There is a bad alkaline taste on my tongue all of a sudden.

It doesn’t matter how it happened. Either way she’s dead.

“How do you know it was a bat? How can you be certain?” I ask.

“We found the bat,” he tells me. “It was just outside the cottage, a black and teal alloy bat. A Louisville Slugger. It had

blood on it still.” He’s quiet a minute, letting me process that. Then he says, “We compared the blood to Mr. and Mrs. Crane’s

blood. It was a match. There were prints on it as well. We’re running those now.”

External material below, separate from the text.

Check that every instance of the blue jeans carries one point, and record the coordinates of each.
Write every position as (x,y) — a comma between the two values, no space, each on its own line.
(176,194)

I nod, despite knowing the bat will have all sorts of prints on it. Wyatt’s, Reese’s, Elliott’s, mine. The police won’t be

able to glean anything from it, because every single one of us touched the bat that night.

It’s dusk by the time I get back to the cottage. Over the last few minutes, the sky went from a medley of colors to a dark,

saturated inky blue. As it did, a million glittery stars came out to dot the night sky, which is clear and moonless.

We don’t see skies like this back home. Under different circumstances, it would be magical. I’d stand in marvel, taking it

all in, never imagining there could be so many stars in one sky.

But tonight the darkness scares me, a creeping-up, closing-in sense of blindness, a blackening out of the world around me.

I pull onto the gravel drive and park behind the police officer whose car is on, the engine idling with the window closed.

In the side mirror, I just barely make out a reflection. The eyes, when they look back, are different than before. This is

someone new, and though I can’t see his whole face, I can assume from the width of him and the height of his head in the front

seat, just barely skimming the ceiling of the car, that it’s a man.